Based on these (and many other articles written by them and other authors—check out Duncan's compendium of VSAN links) I thought I had a pretty good idea of how a VM would be laid out on a VSAN datastore.
Turns out, I was wrong...
Default use case
Take a VM with a single VMDK and put it on a VSAN datastore with no storage policy, and you get the default configuration of Number of Failures to Tolerate (nFT) = 1 and Number of Disk Stripes per Object (nSO) = 1. You'd expect to see the disk mirrored between two hosts, with a third host acting as witness:
|Image shamelessly copied from Duncan|
If you drill down into the object information on the Web Client, it bears out what you'd expect:
Multi-stripe use case
The purpose of the "Number of Disk Stripes per Object" policy is to leverage additional disks in a host to provide more performance. The help text from the nSO policy is as follows:
The number of HDDs across which each replica of a storage object is striped. A value higher than 1 may result in better performance (for e.g. when flash read cache misses need to get services from HDD), but also results in higher use of system resources. Default value 1, Maximum value: 12.In practice, adding additional stripes results in VSAN adding a new "RAID 0" layer in the leaf objects hierarchy under the "RAID 1" layer. That first level is the per-host distribution of objects needed to meet the nFT policy rule; this second layer represents the per-host distribution of objects necessary to meet the nSO policy rule.
As you can see from the diagram, the stripes for a single replica aren't necessarily written to the same host. Somehow, I'd gotten the impression that a replica had a 1:1 relationship with a host, which isn't the way it's run in practice.
I'd also been misreading the details in the web client for the distribution of the components; when all your disks have a display name that only varies in the least-significant places of the "naa" identifier, it's easy to get confused.

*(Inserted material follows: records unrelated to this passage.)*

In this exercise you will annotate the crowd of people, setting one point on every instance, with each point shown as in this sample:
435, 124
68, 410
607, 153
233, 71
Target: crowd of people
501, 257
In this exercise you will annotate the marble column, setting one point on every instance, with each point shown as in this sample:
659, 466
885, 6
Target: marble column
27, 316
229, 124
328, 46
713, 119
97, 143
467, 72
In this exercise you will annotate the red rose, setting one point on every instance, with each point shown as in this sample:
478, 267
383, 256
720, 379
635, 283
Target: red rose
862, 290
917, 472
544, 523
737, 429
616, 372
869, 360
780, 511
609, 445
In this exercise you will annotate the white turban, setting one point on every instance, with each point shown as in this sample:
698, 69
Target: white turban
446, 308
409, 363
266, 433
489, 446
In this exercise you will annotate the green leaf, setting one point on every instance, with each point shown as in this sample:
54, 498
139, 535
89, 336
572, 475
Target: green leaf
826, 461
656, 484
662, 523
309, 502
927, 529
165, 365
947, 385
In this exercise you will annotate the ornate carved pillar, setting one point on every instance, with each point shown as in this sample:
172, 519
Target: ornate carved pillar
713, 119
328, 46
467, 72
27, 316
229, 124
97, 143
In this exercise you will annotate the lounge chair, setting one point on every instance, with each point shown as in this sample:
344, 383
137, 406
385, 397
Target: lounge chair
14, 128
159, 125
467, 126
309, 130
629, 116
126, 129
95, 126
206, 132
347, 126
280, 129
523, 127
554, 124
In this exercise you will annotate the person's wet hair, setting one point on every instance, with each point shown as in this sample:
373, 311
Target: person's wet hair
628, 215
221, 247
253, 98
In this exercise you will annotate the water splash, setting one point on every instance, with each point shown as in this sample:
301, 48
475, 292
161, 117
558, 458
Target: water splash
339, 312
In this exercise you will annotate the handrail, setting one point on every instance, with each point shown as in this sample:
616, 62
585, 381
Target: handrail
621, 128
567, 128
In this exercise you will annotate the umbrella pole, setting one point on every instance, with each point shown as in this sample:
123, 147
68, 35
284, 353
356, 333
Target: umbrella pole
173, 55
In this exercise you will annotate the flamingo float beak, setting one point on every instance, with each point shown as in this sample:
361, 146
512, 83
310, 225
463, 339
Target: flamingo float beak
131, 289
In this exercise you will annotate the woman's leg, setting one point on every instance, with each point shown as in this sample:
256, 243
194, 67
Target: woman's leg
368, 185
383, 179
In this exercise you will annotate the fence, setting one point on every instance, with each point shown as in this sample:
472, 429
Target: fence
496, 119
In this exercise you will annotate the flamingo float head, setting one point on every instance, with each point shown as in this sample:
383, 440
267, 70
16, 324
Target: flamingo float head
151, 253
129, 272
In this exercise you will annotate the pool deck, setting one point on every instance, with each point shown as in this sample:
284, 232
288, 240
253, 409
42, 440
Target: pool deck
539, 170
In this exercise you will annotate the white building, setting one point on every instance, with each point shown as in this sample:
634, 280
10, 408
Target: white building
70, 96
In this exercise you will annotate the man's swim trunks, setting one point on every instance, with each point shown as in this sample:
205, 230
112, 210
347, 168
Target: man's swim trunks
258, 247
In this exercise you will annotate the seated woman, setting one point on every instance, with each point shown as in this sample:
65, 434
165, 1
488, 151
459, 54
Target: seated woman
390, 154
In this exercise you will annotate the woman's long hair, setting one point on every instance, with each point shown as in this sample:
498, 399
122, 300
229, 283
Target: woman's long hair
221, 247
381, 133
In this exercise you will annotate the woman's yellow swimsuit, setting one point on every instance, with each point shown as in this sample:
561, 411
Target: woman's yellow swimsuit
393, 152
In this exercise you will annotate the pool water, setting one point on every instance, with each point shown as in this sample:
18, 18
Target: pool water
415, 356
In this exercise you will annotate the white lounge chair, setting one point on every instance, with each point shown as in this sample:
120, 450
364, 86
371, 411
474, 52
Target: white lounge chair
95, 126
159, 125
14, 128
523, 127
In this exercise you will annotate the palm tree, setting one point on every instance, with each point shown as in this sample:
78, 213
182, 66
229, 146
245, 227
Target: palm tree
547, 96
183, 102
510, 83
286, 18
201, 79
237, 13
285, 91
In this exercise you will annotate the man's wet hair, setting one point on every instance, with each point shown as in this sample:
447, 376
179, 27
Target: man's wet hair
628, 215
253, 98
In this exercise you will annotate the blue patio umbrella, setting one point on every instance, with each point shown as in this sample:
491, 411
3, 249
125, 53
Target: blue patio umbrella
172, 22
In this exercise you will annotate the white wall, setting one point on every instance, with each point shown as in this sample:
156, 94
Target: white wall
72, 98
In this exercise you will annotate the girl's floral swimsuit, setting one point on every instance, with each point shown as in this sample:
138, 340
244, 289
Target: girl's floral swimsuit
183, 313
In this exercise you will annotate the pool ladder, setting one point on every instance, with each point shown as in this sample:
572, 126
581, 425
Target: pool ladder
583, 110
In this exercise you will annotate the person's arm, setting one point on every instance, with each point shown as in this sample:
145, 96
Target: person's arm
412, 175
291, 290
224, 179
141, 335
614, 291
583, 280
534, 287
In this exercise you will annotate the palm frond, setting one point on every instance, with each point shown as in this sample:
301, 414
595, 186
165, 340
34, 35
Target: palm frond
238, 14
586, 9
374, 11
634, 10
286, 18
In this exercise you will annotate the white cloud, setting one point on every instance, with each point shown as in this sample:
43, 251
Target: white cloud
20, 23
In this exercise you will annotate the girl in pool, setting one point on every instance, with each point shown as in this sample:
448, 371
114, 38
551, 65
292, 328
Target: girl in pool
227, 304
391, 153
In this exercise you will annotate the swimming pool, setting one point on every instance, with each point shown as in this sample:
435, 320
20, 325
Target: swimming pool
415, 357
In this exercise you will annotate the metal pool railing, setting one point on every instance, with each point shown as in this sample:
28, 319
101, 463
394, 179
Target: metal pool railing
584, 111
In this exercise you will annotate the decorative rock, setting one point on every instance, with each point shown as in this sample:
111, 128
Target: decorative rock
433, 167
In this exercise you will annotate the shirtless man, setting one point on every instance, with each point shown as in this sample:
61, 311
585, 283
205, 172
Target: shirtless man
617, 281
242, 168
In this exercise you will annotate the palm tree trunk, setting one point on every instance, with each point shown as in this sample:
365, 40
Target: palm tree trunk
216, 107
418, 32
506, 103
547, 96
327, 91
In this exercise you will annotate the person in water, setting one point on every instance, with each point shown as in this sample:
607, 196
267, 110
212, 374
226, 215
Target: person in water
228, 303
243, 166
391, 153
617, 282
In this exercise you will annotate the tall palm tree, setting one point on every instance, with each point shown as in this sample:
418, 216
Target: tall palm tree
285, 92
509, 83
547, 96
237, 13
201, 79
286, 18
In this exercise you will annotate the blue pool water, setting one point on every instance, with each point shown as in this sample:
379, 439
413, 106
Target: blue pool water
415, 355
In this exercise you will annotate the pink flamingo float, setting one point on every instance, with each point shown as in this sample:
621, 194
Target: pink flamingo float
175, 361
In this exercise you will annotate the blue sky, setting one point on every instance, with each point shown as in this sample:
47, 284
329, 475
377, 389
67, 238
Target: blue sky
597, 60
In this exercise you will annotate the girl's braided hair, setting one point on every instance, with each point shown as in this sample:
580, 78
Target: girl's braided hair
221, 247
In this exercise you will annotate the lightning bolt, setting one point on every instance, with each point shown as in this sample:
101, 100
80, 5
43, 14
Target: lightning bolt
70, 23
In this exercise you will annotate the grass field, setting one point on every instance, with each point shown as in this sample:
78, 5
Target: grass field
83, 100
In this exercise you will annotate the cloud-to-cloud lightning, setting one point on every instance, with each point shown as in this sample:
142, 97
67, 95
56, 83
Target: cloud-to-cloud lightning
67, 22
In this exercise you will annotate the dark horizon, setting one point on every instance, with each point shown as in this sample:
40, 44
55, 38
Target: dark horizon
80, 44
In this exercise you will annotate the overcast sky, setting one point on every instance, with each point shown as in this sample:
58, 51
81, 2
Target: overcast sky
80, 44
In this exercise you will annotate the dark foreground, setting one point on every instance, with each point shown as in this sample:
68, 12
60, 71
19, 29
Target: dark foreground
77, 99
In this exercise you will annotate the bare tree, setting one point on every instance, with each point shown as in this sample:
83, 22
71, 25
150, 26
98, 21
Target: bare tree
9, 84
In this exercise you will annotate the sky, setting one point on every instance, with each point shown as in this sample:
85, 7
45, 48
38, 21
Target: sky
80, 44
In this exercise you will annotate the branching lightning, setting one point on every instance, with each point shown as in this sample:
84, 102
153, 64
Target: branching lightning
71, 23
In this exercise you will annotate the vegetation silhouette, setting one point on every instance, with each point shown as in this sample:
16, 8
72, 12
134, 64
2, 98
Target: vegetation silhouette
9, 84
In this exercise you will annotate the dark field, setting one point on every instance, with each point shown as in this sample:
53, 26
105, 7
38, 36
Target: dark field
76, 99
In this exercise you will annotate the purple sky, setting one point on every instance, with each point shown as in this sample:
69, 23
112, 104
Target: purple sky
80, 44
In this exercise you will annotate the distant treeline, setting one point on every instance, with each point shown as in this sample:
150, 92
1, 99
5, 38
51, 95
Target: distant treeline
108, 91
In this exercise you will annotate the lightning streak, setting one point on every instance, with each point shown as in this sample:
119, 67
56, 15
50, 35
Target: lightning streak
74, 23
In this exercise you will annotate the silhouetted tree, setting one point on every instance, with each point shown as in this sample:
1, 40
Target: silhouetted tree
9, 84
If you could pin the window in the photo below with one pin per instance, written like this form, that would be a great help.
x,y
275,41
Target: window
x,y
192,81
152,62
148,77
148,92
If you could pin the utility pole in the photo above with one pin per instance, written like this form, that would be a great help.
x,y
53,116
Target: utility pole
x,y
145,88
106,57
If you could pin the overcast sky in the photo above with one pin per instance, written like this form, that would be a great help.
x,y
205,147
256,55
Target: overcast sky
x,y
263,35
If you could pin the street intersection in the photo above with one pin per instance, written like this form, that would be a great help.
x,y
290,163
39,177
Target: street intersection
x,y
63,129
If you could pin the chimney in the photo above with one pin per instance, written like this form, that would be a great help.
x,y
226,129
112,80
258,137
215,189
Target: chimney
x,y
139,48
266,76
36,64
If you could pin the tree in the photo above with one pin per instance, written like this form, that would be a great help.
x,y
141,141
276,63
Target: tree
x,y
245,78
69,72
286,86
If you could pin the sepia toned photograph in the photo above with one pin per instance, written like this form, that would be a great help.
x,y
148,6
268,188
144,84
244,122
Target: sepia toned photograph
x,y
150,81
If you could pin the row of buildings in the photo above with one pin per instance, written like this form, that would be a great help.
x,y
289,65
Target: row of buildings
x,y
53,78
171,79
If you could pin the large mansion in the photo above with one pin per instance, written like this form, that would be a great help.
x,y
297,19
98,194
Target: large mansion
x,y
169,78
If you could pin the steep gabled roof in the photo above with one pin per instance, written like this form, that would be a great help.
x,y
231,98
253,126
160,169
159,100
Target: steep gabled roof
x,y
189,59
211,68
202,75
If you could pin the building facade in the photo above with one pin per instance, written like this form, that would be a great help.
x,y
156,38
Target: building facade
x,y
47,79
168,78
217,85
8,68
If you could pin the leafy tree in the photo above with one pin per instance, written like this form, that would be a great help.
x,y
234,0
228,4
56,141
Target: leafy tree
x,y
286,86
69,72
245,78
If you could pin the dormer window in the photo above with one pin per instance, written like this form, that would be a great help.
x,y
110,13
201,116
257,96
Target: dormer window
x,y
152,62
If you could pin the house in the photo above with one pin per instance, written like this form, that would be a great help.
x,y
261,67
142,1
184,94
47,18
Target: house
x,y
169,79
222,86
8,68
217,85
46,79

To get around that, I renamed all my devices to reflect the host.slot and type so I could see where everything landed at a glance:
As this screencap shows, the VM's disk is a 4-part stripe, split among all three of my hosts. One host (esx2) has all four components, so the other hosts need enough "secondary" witnesses to balance it out (three for esx3 because it hold one data component, one for host esx1 because it holds three data components). There's also a "tiebreaker" witness (on esx1) because the sum of the data components and secondary witnesses is an even number.
The other disks show similar distribution, but the details of disk utilization is not the same. The only thing I've found to be fairly consistent in my testing is that one host will always get an entire replica, while the other two hosts share components for the other replica; this occurs for all policies with nSO>1. If you have more than 3 hosts, your results will likely be different.